July 8, 1999
By Pascal Fletcher
HAVANA, July 7 (Reuters) - Cuba's prison population has been swelled this year by an influx of several thousand offenders convicted of common felonies and jail conditions have deteriorated as a result, a rights group said on Wednesday.
The group, the Cuban Commission for Human Rights and National Reconciliation, estimated the number of political prisoners at around 390. It said this appeared to be slightly lower than at the start of 1999 but was still unacceptably high.
``We see an extraordinary increase in the number of Cubans jailed for common crimes,'' the commission, a non-government group that monitors human rights and penal issues on the communist-ruled Caribbean island, said in a statement. It cited ``unofficial reports'' from the country's prisons.
It said the crimes for which the new prisoners had been convicted were ``often related to the situation of poverty, unemployment, under-employment and marginality that sectors of the population are suffering from.''
``We are talking about an increase in the order of thousands, mostly young people above all,'' commission president Elizardo Sanchez, who is also one of Cuba's most prominent moderate political dissidents, told Reuters.
The report of a significant increase in convictions and jail sentences in 1999 tallied with what foreign diplomats have reported as a determined and sustained crackdown by the communist government against all forms of crime, ranging from prostitution to robbery and black-marketeering.
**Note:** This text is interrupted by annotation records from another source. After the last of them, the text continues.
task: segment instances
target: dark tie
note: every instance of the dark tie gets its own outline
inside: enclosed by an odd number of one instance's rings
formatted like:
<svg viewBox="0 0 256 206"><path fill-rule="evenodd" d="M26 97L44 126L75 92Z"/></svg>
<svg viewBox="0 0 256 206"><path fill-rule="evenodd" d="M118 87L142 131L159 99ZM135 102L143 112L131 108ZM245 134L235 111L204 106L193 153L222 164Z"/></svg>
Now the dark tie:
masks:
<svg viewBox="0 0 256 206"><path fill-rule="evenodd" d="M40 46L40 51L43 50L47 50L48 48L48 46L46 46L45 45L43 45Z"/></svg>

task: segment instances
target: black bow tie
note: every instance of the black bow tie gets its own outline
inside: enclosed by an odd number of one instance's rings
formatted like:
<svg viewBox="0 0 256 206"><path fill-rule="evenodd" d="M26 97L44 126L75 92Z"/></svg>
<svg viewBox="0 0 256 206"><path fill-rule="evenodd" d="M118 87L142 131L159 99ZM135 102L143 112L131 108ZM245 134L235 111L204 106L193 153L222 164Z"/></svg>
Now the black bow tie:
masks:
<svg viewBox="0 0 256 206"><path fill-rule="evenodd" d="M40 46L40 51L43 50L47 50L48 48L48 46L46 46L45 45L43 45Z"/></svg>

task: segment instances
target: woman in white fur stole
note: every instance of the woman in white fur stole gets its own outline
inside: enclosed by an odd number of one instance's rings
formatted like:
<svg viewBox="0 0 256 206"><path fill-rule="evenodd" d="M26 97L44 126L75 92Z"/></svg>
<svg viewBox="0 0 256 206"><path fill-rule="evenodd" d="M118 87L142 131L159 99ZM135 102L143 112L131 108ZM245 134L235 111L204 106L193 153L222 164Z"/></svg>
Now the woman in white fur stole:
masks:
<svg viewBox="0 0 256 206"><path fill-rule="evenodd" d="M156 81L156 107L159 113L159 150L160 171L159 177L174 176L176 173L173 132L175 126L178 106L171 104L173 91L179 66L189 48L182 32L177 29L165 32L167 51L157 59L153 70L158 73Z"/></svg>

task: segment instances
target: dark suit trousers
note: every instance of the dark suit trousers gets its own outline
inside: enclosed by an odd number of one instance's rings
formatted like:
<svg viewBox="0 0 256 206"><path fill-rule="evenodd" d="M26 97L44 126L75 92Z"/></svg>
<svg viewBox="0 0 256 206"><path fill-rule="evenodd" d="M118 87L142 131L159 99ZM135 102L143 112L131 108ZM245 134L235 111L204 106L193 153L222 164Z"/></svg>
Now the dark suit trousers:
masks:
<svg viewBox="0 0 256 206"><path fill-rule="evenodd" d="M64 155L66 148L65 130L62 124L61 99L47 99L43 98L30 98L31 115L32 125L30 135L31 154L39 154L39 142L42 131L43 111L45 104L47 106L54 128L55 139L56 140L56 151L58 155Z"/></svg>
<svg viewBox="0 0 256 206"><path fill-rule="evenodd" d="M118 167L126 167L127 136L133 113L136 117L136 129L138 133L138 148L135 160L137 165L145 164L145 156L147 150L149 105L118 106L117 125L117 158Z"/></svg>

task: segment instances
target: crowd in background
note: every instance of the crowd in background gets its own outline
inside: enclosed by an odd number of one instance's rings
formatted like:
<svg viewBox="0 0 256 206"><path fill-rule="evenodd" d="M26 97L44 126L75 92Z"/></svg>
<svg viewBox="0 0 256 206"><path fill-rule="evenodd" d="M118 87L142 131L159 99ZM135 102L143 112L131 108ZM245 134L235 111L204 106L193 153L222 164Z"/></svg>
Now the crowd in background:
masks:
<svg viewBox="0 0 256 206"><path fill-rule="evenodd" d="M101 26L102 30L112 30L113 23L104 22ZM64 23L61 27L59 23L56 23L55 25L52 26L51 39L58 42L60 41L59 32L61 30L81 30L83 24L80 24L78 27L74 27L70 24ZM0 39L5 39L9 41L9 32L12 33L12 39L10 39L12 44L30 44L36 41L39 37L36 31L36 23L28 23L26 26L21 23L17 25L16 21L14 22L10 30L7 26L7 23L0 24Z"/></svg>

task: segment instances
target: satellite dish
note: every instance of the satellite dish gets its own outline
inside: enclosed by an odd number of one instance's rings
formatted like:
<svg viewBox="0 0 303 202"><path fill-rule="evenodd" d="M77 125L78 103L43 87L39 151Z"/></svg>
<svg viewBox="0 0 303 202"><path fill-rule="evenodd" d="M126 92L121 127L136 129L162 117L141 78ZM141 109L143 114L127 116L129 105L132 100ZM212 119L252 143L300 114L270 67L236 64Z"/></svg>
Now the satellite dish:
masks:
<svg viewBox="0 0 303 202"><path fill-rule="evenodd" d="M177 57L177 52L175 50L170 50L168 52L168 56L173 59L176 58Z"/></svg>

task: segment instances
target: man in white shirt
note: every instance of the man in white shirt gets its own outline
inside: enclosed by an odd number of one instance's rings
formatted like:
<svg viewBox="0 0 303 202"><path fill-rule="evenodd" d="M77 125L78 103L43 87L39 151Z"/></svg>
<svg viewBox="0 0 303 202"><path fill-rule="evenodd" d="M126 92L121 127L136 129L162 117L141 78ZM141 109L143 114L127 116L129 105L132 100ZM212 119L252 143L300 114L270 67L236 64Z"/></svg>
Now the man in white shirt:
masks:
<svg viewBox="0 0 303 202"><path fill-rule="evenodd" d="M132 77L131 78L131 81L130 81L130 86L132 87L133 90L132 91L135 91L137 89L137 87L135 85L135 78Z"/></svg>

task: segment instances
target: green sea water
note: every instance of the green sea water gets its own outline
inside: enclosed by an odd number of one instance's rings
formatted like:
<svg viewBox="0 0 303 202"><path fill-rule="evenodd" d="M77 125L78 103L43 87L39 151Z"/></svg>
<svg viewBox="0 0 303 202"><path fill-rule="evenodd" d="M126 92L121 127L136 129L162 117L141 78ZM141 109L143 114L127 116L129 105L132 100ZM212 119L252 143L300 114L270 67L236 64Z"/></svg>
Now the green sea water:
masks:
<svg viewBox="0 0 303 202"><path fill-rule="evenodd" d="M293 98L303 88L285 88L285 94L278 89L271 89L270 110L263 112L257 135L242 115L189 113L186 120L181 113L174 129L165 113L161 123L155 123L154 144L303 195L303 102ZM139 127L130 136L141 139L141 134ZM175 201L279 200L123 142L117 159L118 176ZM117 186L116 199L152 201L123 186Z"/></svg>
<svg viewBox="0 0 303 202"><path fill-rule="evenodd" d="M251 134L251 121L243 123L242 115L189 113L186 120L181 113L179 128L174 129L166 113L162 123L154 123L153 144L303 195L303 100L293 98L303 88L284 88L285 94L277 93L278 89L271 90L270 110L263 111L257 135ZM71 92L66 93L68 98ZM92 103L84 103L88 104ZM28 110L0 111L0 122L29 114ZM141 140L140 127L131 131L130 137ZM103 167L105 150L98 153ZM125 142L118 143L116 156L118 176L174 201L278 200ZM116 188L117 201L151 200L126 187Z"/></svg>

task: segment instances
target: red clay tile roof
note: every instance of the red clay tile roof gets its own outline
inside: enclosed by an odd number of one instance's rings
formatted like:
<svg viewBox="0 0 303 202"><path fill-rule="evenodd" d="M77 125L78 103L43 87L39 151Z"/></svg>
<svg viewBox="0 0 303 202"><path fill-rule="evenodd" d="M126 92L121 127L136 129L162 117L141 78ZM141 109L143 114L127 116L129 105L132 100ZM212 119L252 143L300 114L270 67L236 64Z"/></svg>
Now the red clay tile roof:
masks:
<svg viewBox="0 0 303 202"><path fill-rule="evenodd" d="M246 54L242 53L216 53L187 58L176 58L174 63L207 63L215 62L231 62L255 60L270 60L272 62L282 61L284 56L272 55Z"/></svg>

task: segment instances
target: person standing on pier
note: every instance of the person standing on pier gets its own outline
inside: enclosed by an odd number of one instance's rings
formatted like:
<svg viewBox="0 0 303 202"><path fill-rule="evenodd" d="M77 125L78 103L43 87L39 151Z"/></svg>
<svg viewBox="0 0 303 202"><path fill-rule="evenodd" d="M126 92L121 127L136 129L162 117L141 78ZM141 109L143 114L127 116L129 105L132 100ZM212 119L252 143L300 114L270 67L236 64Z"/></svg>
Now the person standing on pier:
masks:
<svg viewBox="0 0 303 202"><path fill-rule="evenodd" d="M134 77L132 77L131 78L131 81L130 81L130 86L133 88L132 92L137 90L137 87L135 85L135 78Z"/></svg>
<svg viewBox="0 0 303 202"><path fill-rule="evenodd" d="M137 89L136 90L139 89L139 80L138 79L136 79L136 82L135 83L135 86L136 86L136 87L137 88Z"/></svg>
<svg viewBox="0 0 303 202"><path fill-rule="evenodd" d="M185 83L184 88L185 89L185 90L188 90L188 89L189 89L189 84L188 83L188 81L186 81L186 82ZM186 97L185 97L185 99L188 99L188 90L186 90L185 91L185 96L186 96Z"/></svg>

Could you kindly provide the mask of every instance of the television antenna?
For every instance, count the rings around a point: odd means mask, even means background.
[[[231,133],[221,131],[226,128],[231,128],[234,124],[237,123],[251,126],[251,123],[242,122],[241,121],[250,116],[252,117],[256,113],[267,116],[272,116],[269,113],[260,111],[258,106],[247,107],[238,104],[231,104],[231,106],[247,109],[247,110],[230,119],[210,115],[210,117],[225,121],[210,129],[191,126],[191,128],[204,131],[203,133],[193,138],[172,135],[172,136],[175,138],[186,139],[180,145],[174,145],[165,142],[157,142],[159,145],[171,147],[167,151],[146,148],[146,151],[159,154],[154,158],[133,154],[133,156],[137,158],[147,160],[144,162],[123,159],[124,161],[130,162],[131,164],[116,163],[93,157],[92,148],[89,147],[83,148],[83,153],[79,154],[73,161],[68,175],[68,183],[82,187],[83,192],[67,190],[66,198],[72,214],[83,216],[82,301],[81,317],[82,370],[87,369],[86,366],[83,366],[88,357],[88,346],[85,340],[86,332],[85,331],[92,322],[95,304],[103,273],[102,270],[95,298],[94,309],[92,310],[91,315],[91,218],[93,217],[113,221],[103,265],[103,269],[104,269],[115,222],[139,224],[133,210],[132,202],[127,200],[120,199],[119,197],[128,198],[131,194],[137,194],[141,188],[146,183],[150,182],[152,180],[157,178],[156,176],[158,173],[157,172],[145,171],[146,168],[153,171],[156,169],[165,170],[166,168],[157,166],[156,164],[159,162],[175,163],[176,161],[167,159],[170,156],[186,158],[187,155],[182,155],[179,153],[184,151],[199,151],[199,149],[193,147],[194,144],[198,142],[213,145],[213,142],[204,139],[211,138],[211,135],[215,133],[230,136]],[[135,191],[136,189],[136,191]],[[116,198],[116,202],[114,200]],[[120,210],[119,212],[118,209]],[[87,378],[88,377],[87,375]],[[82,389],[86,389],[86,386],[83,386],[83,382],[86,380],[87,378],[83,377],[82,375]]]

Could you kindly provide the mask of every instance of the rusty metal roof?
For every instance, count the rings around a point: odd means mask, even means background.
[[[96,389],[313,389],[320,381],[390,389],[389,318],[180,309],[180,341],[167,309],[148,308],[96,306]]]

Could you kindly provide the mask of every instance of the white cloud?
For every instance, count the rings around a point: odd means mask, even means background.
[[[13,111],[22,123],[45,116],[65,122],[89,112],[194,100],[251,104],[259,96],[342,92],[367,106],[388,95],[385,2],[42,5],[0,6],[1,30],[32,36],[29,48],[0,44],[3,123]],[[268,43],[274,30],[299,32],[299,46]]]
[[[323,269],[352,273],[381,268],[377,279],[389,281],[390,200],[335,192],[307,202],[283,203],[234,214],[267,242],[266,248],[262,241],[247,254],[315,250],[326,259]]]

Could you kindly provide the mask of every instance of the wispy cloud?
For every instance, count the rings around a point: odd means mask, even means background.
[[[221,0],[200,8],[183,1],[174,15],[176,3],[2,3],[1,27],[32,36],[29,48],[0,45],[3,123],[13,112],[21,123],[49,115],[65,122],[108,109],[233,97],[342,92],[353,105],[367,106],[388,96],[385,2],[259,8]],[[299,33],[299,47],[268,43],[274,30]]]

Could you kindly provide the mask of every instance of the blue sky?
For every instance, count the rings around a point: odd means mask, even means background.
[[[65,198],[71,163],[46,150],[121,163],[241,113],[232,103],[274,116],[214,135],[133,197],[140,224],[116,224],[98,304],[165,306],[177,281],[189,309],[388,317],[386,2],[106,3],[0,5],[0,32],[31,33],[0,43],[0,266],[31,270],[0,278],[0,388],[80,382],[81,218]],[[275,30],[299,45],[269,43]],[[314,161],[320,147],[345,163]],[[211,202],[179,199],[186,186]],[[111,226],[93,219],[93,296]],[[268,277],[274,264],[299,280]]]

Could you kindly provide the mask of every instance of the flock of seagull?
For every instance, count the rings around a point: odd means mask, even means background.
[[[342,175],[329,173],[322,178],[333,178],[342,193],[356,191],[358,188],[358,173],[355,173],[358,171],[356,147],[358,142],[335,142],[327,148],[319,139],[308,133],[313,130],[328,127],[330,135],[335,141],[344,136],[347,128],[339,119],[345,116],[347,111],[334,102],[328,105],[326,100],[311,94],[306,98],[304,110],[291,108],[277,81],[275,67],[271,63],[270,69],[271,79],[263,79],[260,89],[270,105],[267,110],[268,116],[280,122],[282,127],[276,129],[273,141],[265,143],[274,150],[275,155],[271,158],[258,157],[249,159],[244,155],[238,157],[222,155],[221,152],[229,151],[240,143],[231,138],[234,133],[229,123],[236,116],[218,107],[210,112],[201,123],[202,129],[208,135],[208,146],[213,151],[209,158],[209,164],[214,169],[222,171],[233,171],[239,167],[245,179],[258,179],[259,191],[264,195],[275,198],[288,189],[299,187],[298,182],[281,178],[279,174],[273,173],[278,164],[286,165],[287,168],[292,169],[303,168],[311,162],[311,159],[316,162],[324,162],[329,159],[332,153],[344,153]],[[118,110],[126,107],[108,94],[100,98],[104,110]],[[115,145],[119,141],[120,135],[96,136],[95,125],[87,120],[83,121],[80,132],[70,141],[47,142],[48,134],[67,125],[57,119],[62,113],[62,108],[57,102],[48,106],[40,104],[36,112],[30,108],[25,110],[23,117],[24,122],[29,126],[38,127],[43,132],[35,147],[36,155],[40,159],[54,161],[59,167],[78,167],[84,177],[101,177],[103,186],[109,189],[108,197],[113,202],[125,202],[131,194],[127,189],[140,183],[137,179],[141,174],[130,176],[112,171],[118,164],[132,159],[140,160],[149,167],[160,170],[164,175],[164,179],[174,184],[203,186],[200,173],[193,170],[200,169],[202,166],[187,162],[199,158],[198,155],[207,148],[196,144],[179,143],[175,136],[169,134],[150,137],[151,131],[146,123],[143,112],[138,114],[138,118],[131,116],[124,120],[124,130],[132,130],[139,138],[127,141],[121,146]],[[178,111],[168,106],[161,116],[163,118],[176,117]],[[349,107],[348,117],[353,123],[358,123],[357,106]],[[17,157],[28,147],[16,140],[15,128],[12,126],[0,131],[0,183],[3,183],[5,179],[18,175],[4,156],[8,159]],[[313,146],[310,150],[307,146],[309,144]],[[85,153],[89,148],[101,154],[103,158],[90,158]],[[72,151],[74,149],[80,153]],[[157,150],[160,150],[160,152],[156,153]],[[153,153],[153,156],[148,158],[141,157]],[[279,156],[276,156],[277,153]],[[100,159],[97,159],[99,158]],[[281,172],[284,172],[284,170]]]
On February 16, Cuba introduced tougher anti-crime measures. This included extending the use of the death penalty to cover serious crimes like international drug-trafficking, sex offences involving minors and violent robberies involving firearms or attacks on police or officials.
Police recruitment was increased and hundreds of uniformed officers were deployed on the streets of Havana and other cities where they regularly stop cars and passers-by and check identities, bags and possessions.
Sanchez said reports from prisons indicated the influx of new prisoners had had a negative impact on prison conditions.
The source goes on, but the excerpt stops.